Non c’è palestra, piscina, campo d’allenamento nei quali non risuoni, da sempre, l’appello al sacrificio. Questo appello non ha avuto bisogno di troppe spiegazioni fino a che l’idea che quasi ogni persona aveva di se stessa coincideva con il risultato: e non stiamo parlando solo dello sport. Anche lo spirito aziendale, anche il mondo del lavoro, anche l’intera società ragiona in funzione del risultato. O vinci, o sei nessuno.
Non è più così. Per moltitudini di ragazzi l’integrità personale viene prima del risultato (prima del lavoro, prima del reddito, prima di ogni altra cosa). Gli adulti, me compreso, hanno la tentazione di liquidare la questione come una forma quasi epidemica di renitenza alla fatica. E di iper-suscettibilità. È una tentazione da respingere.
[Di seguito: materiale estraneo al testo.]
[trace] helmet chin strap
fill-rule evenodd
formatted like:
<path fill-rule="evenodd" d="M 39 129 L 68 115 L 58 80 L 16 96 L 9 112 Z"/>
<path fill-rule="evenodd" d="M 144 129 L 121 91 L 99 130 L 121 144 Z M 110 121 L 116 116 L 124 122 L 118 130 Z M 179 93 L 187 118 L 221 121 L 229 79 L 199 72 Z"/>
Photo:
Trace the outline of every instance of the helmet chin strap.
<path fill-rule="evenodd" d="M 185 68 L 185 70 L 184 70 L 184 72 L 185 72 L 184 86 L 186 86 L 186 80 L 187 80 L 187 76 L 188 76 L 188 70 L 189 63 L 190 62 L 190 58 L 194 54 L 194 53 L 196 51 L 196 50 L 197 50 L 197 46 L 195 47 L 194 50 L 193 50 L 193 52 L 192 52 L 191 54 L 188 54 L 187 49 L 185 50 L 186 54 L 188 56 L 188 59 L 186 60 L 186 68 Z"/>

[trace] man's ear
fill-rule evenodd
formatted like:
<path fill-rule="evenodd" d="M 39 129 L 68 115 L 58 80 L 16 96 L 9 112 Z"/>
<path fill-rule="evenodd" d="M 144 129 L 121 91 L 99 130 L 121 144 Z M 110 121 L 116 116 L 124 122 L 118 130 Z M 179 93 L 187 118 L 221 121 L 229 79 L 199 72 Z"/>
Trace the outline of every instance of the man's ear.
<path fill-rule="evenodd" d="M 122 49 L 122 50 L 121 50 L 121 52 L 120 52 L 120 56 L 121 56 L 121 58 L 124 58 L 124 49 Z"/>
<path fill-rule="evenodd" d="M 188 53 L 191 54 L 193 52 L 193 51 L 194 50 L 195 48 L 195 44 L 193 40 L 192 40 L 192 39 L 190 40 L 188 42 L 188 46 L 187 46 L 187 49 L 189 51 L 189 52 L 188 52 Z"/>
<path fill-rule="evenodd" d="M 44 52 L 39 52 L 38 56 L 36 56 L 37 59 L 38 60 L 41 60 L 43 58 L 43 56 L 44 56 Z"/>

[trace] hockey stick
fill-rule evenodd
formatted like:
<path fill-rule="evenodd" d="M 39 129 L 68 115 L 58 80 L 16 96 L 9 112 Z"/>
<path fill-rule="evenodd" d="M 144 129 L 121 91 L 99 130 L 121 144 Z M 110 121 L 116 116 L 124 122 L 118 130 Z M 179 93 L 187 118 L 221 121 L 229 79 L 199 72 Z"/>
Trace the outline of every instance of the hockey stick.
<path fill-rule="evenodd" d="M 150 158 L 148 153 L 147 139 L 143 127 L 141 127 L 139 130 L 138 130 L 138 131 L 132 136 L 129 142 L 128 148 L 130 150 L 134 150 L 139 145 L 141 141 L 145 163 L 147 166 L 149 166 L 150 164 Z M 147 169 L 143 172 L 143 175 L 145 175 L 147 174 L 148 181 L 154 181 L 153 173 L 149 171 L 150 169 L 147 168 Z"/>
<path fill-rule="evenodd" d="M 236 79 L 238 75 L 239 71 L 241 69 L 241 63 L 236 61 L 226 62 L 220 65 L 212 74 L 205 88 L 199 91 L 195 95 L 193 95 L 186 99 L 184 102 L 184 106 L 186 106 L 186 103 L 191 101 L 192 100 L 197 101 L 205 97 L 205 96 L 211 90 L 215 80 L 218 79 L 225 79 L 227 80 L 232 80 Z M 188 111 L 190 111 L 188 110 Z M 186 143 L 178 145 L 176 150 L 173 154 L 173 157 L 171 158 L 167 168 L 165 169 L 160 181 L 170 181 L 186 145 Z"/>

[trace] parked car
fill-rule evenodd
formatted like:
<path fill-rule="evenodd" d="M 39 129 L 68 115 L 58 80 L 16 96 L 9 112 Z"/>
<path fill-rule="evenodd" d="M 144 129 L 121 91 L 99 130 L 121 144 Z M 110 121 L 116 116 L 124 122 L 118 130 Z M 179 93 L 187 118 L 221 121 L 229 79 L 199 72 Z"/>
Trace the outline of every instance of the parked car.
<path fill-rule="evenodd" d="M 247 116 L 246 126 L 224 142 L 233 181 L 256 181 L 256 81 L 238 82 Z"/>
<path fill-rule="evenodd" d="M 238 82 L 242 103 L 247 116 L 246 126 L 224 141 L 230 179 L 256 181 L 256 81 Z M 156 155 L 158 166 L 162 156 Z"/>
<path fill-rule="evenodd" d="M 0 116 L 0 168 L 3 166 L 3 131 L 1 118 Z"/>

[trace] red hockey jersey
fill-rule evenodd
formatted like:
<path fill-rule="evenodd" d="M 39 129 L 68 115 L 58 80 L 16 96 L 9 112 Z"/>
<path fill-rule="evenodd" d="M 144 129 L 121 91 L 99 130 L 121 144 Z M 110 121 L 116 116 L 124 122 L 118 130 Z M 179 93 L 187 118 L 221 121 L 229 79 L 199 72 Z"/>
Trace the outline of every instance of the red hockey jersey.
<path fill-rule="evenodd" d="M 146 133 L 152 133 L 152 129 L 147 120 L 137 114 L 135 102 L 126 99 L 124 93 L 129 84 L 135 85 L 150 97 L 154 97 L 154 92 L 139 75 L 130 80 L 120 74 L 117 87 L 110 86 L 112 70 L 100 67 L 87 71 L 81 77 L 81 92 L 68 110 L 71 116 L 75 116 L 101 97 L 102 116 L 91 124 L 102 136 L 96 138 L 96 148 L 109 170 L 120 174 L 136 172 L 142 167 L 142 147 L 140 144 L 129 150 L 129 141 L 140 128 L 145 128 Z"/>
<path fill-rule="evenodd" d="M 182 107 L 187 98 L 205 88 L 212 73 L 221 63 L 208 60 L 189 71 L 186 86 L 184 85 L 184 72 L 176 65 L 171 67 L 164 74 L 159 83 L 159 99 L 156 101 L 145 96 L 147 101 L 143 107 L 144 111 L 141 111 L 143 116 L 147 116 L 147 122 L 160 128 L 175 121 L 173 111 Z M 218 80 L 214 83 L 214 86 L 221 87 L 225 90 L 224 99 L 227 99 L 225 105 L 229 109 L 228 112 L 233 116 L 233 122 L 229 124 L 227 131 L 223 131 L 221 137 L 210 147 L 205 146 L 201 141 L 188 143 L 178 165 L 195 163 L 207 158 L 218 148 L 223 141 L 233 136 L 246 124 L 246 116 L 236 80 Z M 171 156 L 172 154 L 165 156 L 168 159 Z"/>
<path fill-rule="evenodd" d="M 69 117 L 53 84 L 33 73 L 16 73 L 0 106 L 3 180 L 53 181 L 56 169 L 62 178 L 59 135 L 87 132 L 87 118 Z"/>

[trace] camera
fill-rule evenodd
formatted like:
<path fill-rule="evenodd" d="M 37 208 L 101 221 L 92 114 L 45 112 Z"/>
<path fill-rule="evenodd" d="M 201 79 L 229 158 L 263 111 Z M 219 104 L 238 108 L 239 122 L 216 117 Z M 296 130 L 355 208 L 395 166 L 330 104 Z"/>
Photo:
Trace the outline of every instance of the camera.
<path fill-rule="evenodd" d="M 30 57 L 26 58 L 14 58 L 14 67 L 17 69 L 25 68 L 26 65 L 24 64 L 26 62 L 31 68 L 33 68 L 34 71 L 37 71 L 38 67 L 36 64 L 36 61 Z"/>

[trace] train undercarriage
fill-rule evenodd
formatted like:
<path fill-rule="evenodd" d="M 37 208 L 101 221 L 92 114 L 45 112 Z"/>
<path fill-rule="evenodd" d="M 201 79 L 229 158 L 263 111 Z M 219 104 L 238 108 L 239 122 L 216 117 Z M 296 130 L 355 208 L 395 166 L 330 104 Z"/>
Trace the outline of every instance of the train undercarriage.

Se adulti forse più energici, certo meno sensibili, si scontrano con ragazzi più sensibili, forse meno energici, è perché il successo non è più il solo paradigma dominante. Più del successo contano la percezione di sentirsi rispettati e la voglia di vivere bene. Significa essere viziati? Può darsi. Ma dopo una vita trascorsa a biasimare “la corsa del topo”, il corri-produci-consuma-crepa che è lo spirito del capitalismo, almeno qualche dubbio, di fronte ai “no grazie” di molti ragazzi, ci deve venire.